For our Easter trip out this year we decided that we’d head up to the Lake District, enjoy the clean air, great beer and obviously some fantastic walking. Heading out of Corby Glen we decided that we would take the scenic route through Ilkley, past Skipton, along the edge of the Dales before crossing the M6 and coming into Coniston from the south. Our campsite for the whole five days was Pier Cottage, with our pitch just 10m from the edge of Coniston Water. Pier Cottage is where Sir Malcolm Campbell based himself when he tried to break the world water speed record. Across the Water we spotted some wooden carvings.
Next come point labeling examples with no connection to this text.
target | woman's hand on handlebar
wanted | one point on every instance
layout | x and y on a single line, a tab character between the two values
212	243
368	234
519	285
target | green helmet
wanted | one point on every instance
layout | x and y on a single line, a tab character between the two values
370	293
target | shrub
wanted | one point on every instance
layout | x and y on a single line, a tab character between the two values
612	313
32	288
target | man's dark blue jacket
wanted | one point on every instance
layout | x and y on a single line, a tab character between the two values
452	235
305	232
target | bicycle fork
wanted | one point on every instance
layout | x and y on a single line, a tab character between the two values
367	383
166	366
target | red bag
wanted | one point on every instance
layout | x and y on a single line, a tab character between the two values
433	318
These turned out to be a scene from Swallows and Amazons, craved using a chainsaw.
Once we’d pitched, we wandered in to Coniston for a nose around and took the opportunity to have bite to eat at the Yewdale Inn – good beer and food.
Our plan was to have one ‘challenging walk’ with a few other walks to get us used to the landscape and terrain.
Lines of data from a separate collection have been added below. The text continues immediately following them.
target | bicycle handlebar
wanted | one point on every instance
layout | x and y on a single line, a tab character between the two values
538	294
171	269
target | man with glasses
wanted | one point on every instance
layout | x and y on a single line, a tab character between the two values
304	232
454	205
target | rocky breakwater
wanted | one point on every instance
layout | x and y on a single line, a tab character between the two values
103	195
For our first walk we decided to take the comparatively short walk up Holme Fell, a Wainwright for those interested. Starting off on a lane, then some tracks, picking up a path through some woods before then heading off left uphill to finally get within range of Holme Fell. As you crest the rise of the footpath Holme Fell appears in font of you, but which path to take, left or right? In the mist Holme Fell looked a 100yds away, but it still took us over 10 minutes to get to the base. With a bit of scrambling I reached the top, Sal had decided that in this instance scrambling wasn’t for her. A bit more scrambling and Sal and I had lunch at the small rise just across from Holme Fell. From there across Uskdale Gap and follow the ridge back to where we started. A short 4 mile walk (https://osmaps.ordnancesurvey.co.uk/route/1997671/Holme-Fell) but with 1,400 feet of climbing, far different to what we’re used to in Lincolnshire!
Other than beer the only suitable drink after a good walk is a cup of tea, duly provided by the Herdwick Cafe in Coniston, very refreshing.
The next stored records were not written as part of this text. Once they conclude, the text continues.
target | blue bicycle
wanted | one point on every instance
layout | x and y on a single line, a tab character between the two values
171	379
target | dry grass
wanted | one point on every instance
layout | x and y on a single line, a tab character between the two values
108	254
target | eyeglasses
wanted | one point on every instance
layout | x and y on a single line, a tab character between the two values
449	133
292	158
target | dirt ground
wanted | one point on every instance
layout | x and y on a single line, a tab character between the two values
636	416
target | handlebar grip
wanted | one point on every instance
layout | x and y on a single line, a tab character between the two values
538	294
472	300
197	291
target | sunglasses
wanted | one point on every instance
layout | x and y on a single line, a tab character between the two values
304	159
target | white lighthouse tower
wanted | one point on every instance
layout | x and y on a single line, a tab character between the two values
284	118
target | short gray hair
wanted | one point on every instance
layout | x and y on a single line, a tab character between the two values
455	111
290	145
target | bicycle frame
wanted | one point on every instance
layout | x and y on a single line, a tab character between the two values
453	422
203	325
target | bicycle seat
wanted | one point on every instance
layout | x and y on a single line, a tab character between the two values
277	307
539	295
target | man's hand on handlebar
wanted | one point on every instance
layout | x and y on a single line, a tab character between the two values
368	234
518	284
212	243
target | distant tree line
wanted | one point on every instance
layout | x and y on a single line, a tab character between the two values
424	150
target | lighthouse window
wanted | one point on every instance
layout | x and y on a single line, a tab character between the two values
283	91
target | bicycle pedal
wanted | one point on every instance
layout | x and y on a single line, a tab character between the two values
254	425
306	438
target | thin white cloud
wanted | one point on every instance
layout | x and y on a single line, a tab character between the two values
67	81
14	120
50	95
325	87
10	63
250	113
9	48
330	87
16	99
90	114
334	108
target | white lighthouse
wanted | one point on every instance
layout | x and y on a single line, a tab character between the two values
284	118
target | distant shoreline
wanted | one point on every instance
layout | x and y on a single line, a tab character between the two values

The walk on Holme Fell the day before had been shrouded in mist, but we woke to find that sun was out. We headed off for Tarn Hows, a National Trust property that was bequeathed to them by Beatrix Potter. In essence it’s a walk across fields and through woodland up to Tarn Hows, around the tarn and then back through further woodland ending up at Monk Coniston. Twice the distance of the day before with a little more climbing. The highlight of the day for me was where we stopped for lunch, a bench on the eastern side of Tarn Hows. The sky was clear and we had great views over to Wetherlam and Coniston Old Man. For me one of the best landscape views to have when eating your sarnies!
Once we’d arrived back at Betty and unpacked, we walked into Coniston for a beer and to find some food for our first BBQ of the year. The Bluebird Bitter (XB Premium) went down very well indeed.
You can’t go to the Lake District and not expect it to rain. Before we went to bed the night it started raining, continued through the night and was still going when we woke up. Not to worry, time to go and explore Ambleside. When we got back we took a quick boat trip around the northern end of Coniston Water.
Our last full day was where we would find out whether or not we had got used to the more challenging terrain than our usual Lincolnshire variety! The idea was to climb Coniston Old Man, and then decide which way down, either to return the same way as we went up, to descend via Goat’s Tarn or continue along Dow Crag. The route up was to be the so called Tourist Route, and once you get going on it you can see why, as there are lots and lots of small groups spaced at ~10m intervals all the way from just north of The Bell right to the top! This was a walk far bigger than we’d ever done together, and for me one that I hadn’t done for more than 35 years. Our elapsed time to walk from the campsite including a planned rest at Low Water (that has a deep blue hue due to the copper in the area) was over 2 1/2 hours. Towards the top there’s a lot of scrambling and due to the shape of the mountain you can’t see the top until 20m from the summit – Sal’s first proper mountain. It was a great feeling to stroll those last few meters to the cairn at the top. After the obligatory photos, we found a place to sit and eat lunch. From there we headed down to Goat’s Hawse and decided to turn left down to Goat’s Tarn as the mist had come in over Dow Crag, therefore the wonderful views that we would have enjoyed would not be possible. From Goat’s Tarn we continued along the path to Walna Scar Road. At the end of this drover’s track we came across a car park with a path leading off to Coniston Old Man, no wonder there were so many people heading up from Low Water when you can start 25% of the way up!
A quick beer in the Sun Inn (Premium XB again), showered and then we headed off to the Steam Bistro for a really good meal. Finally to bed and we didn’t take too much rocking!!
A great few days in the Lake District and we will definitely be returning.